Posted on 04/11/2015 5:26:03 AM PDT by WhiskeyX
MOSCOW -- For three straight days last weekend, the employees of the Novaya Buryatia newspaper in southern Siberia used scissors to remove an article from 50,000 copies of the weekly before it could be distributed.
The same article, which had been posted a few days earlier on the paper's website, was pulled down. (It can be seen in an archived file here.)
As a result, an article that was intended to clear up some mysteries involving alleged Russian military participation in the fighting in eastern Ukraine has itself become the center of a mystery: Is this a case of Soviet-style censorship? Or was it an example of the successful functioning of the Kremlin's notorious "troll army"?

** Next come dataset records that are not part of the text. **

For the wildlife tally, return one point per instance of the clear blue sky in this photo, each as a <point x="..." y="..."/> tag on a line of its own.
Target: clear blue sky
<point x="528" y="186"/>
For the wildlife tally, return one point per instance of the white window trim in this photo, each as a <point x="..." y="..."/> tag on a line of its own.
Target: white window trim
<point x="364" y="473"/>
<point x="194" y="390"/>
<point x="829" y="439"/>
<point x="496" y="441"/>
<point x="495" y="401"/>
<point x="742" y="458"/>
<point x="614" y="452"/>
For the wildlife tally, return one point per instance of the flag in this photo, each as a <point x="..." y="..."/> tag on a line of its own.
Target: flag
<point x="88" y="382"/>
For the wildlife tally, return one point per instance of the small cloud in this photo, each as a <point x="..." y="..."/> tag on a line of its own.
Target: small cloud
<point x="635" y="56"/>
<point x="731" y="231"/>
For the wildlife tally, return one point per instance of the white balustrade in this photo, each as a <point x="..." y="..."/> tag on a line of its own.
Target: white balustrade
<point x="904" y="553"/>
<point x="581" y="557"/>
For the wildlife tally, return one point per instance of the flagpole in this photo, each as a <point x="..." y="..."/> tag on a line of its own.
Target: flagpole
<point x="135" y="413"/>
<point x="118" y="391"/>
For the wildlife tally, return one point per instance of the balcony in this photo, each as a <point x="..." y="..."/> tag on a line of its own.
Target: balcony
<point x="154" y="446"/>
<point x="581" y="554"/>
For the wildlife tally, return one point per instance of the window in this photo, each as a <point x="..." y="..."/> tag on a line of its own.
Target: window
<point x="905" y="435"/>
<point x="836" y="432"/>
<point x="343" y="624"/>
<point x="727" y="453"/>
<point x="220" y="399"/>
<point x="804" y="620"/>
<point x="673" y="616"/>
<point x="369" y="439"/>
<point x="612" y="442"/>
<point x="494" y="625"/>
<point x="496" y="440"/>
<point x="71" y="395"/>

"I think this is a case of censorship on the part of the security services because I have felt pressure from them myself," says Arkady Zarubin, a journalist with the Buryat newspaper Arshan. "They have tried in many ways to influence my publications and have even directly told me which ones shouldn't be published."

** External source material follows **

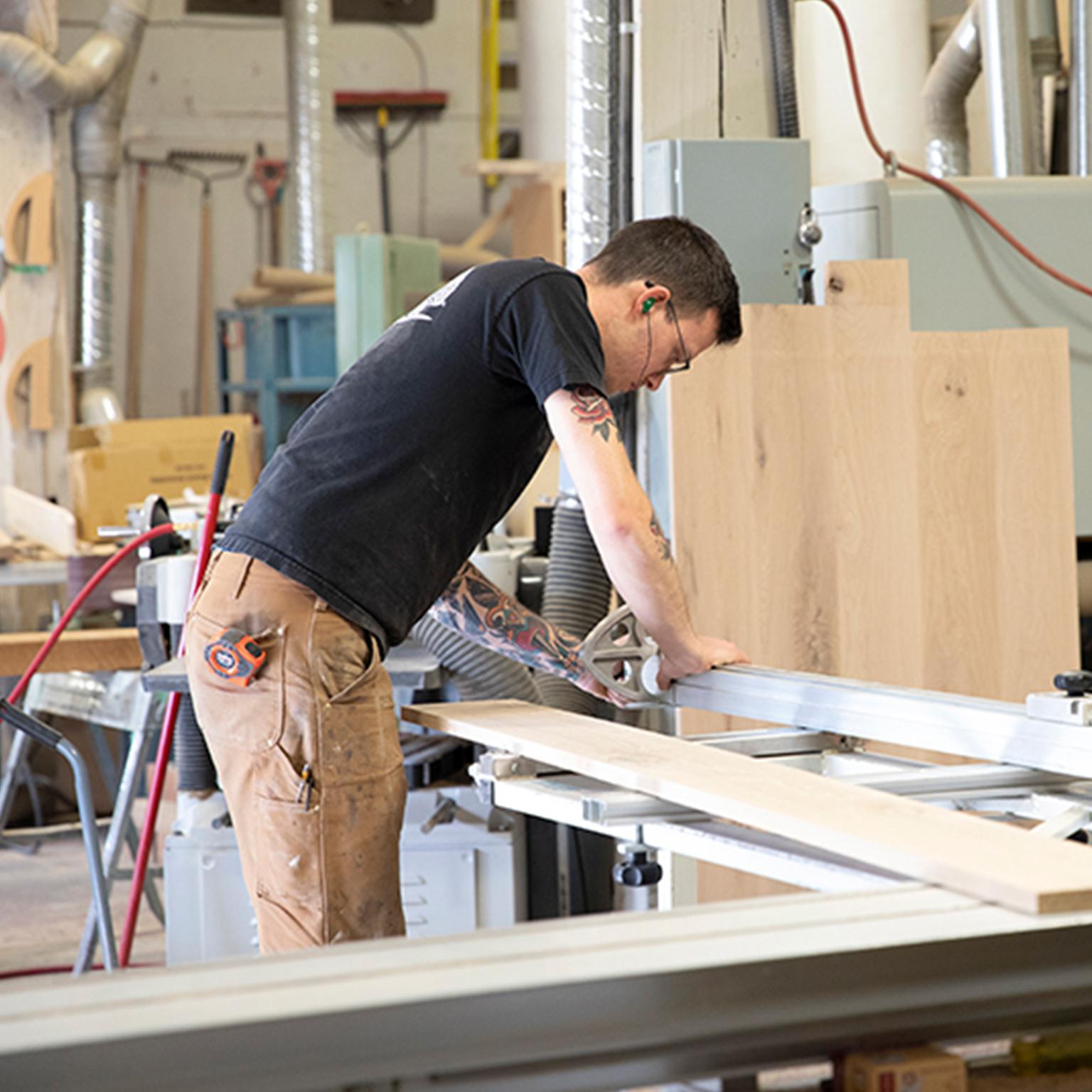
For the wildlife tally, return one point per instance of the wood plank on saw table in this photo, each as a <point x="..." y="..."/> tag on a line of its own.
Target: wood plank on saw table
<point x="83" y="650"/>
<point x="985" y="860"/>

"I know for a fact -- they let it slip -- that they put pressure on other media, both print and Internet publications," he adds.
(Excerpt) Read more at rferl.org ...
It seems that the article may have been targeted by the so-called pro-Kremlin trolls that patrol the Internet and spin events according to a script provided by the government. Recently, St. Petersburg blogger Marat Burkhard told RFE/RL's Russian Service about two months he spent working in a "troll factory" that employs hundreds of people working in shifts around the clock to push the Kremlin's message in online comments."There are production quotas and for meeting your quota, you get 45,000 [rubles]," Burkhard said. "The quota is 135 comments per 12-hour shift." He described how his team was tasked with posting its comments on "regional forums" based in regions across Russia.

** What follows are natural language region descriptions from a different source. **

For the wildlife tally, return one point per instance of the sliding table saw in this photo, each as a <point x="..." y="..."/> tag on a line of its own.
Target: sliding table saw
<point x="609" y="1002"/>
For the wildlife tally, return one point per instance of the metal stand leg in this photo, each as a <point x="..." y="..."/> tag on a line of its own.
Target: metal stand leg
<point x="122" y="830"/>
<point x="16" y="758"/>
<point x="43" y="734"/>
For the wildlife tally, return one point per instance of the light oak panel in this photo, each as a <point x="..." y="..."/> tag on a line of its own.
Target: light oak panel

Similarly, British researcher Lawrence Alexander recently used big-data statistical analysis to identify more than 20,000 pro-Kremlin accounts on the social-media site Twitter, most of them automated "bots" "designed to look like real Twitter users.
In a special report titled The Menace Of Unreality published late last year, journalists Peter Pomerantsev and Michael Weiss write that the Kremlin's goal in its disinformation tactics is "to sow confusion via conspiracy theories and proliferate falsehoods."